Former Liverpool midfielder Ronnie Whelan has blamed Rafael Benitez for the club’s recent poor form which culminated in their FA Cup exit to Barnsley.
The Reds were knocked out of the competition at the fifth round after they suffered an embarrassing 2-1 home defeat to Simon Davey’s Coca-Cola Championship side at the weekend.
And Whelan insisted the recent demise is the fault of the Liverpool manager and not the club’s American owners George Gillett and Tom Hicks who have taken a lot of the flak from supporters.
“To get beaten by Barnsley - I don’t know what’s going on. The performances on the pitch have been absolutely abysmal,” Whelan told RTE radio.
“Okay, you say ’now and again there’s a cup upset, it’s a one-off’ but it’s not really a one-off at the moment with Liverpool.
“They struggled against a team six leagues below in the round before, who no-one had ever heard of. They struggled against Luton, they’re having a lot of struggles at the moment.
“They have no chance of winning the league. And I think the manager is under a lot of pressure now.”
Whelan continued: “He spent an awful lot of money on an awful lot of players and they haven’t been very good signings.
“And people are shouting, ’get rid of the Americans’. The Americans have backed the manager to the hilt. They gave him 46 million or something to spend in the summer.
“He’s spent nearly 140/150 million and he still cannot get close to Manchester United, Arsenal or Chelsea.
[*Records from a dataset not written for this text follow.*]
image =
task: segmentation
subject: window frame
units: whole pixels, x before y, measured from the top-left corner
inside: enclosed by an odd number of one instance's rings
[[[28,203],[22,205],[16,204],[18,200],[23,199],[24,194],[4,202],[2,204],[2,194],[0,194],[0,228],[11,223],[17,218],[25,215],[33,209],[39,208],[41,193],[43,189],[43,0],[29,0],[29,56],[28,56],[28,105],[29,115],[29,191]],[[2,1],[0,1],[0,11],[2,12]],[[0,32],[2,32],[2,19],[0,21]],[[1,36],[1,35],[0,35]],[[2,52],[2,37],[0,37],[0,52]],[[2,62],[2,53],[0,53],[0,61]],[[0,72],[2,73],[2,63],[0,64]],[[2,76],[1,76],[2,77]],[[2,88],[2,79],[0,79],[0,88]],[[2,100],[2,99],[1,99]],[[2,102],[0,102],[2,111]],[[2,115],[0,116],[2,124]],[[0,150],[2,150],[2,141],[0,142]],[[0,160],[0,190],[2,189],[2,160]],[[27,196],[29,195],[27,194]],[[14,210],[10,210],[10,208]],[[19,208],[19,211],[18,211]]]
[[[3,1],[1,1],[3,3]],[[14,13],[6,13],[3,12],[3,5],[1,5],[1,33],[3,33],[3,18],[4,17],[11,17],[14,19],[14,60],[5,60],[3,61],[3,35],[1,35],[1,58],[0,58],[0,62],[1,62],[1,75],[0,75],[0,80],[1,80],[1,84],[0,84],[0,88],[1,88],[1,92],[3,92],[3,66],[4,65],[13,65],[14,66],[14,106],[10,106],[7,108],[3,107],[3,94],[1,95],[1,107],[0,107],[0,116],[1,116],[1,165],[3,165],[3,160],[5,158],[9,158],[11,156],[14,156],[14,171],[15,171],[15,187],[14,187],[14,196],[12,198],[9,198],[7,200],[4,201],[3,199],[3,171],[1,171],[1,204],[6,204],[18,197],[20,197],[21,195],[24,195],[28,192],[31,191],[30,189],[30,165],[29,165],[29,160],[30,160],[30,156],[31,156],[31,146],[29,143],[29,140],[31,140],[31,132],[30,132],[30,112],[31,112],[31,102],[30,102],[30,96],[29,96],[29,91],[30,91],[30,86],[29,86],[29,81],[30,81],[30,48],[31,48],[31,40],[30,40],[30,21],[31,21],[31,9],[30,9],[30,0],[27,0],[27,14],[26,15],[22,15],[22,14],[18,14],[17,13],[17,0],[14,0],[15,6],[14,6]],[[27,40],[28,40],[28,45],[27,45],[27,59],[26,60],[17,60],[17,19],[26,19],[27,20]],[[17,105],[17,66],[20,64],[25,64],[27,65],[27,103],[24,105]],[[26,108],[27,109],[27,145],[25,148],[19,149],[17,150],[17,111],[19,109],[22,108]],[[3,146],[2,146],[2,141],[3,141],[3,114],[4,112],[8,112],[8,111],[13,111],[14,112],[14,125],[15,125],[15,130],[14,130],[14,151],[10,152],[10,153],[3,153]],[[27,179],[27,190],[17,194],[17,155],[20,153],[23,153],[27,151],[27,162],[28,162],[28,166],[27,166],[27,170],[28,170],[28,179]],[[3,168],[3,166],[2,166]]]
“The players he signed I don’t think are good enough. After all the money he’s spent they’re still further behind than they were last year.
“So then you have to start looking at the manager who is buying the players and picking the team.”
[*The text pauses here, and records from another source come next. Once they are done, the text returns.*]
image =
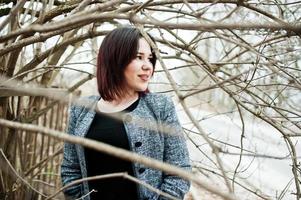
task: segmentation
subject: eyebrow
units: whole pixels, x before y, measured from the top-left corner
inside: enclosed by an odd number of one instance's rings
[[[137,54],[142,54],[142,55],[144,55],[144,53],[142,53],[142,52],[137,52]],[[149,56],[152,57],[153,54],[151,53],[151,54],[149,54]]]

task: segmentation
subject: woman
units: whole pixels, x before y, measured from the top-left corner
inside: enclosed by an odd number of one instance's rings
[[[89,98],[95,111],[80,106],[70,110],[68,133],[105,142],[141,155],[190,170],[187,147],[170,98],[148,91],[156,56],[139,30],[117,28],[103,40],[97,60],[99,96]],[[122,116],[118,121],[112,116]],[[154,124],[151,129],[135,124]],[[165,134],[160,124],[173,127]],[[175,197],[183,198],[189,182],[139,163],[131,163],[101,152],[66,143],[61,166],[63,185],[76,179],[116,172],[130,175]],[[91,192],[92,191],[92,192]],[[64,191],[76,199],[164,199],[147,188],[122,178],[83,182]]]

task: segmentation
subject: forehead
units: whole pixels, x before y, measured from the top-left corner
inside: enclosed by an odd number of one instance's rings
[[[140,38],[138,41],[138,53],[152,54],[150,45],[144,38]]]

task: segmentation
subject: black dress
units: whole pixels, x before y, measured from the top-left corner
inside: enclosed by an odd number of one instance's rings
[[[139,99],[123,112],[133,111],[139,103]],[[120,115],[120,112],[114,113]],[[130,150],[128,137],[123,122],[96,113],[93,122],[88,130],[86,138],[111,144],[116,147]],[[121,160],[93,149],[85,149],[87,175],[96,176],[116,172],[127,172],[133,176],[132,163]],[[89,189],[96,190],[90,194],[91,200],[120,200],[138,199],[137,185],[123,178],[109,178],[89,181]]]

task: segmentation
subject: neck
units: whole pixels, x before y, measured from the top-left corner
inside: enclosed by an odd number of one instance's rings
[[[138,92],[133,93],[132,95],[125,95],[120,99],[115,99],[113,101],[104,101],[100,99],[98,101],[98,109],[101,112],[112,113],[119,112],[127,108],[129,105],[134,103],[139,97]]]
[[[113,104],[116,106],[122,105],[122,104],[127,104],[129,102],[133,102],[133,101],[137,100],[138,96],[139,96],[138,92],[127,93],[122,98],[114,99],[113,101],[110,102],[110,104]]]

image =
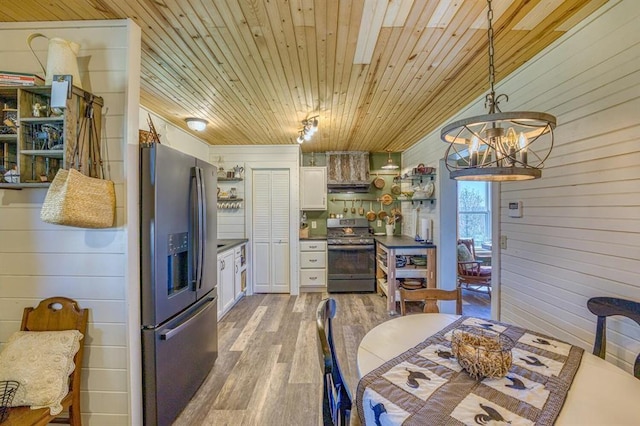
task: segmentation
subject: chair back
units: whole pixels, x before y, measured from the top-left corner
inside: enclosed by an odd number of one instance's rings
[[[333,343],[331,320],[336,315],[336,301],[324,299],[318,305],[318,354],[323,376],[322,419],[324,426],[347,426],[351,418],[351,392],[344,381]]]
[[[458,239],[458,244],[464,244],[465,247],[467,247],[467,250],[469,250],[469,253],[471,253],[471,259],[469,260],[471,261],[476,260],[476,248],[475,248],[475,241],[473,240],[473,238],[460,238]]]
[[[400,287],[400,313],[406,315],[405,302],[407,301],[423,301],[423,312],[427,314],[437,314],[438,300],[455,300],[456,315],[462,315],[462,290],[456,287],[455,290],[442,290],[439,288],[419,288],[417,290],[407,290]]]
[[[81,309],[75,300],[67,297],[44,299],[35,308],[24,308],[22,314],[22,325],[20,326],[22,331],[78,330],[84,336],[80,341],[80,348],[73,358],[76,368],[71,373],[69,380],[69,394],[71,395],[69,418],[56,419],[55,423],[80,424],[80,379],[88,319],[89,309]]]
[[[592,297],[587,301],[587,308],[598,317],[593,354],[602,359],[607,353],[607,317],[620,315],[640,325],[640,302],[616,297]],[[640,379],[640,354],[636,357],[633,375]]]

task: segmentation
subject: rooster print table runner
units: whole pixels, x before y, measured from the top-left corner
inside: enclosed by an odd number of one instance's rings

Whelan, who was capped 53 times for Republic of Ireland, was though positive over the appointment of Giovanni Trapattoni as the country’s new manager.
“When Steve Staunton left the job people said what do we need? I said we need a very, very experienced manager,” Whelan added.
“And I said Terry Venables because he was of that ilk. But Trapattoni for me is a very good choice, a very experienced manager.
“People say he’s not the most likeable person in the world, but then what good manager is a likeable person?
“There’s a lot of young lads in this squad now and hopefully he can steer them in the right direction of how to play international football and hopefully we can start qualifying for major championships again.”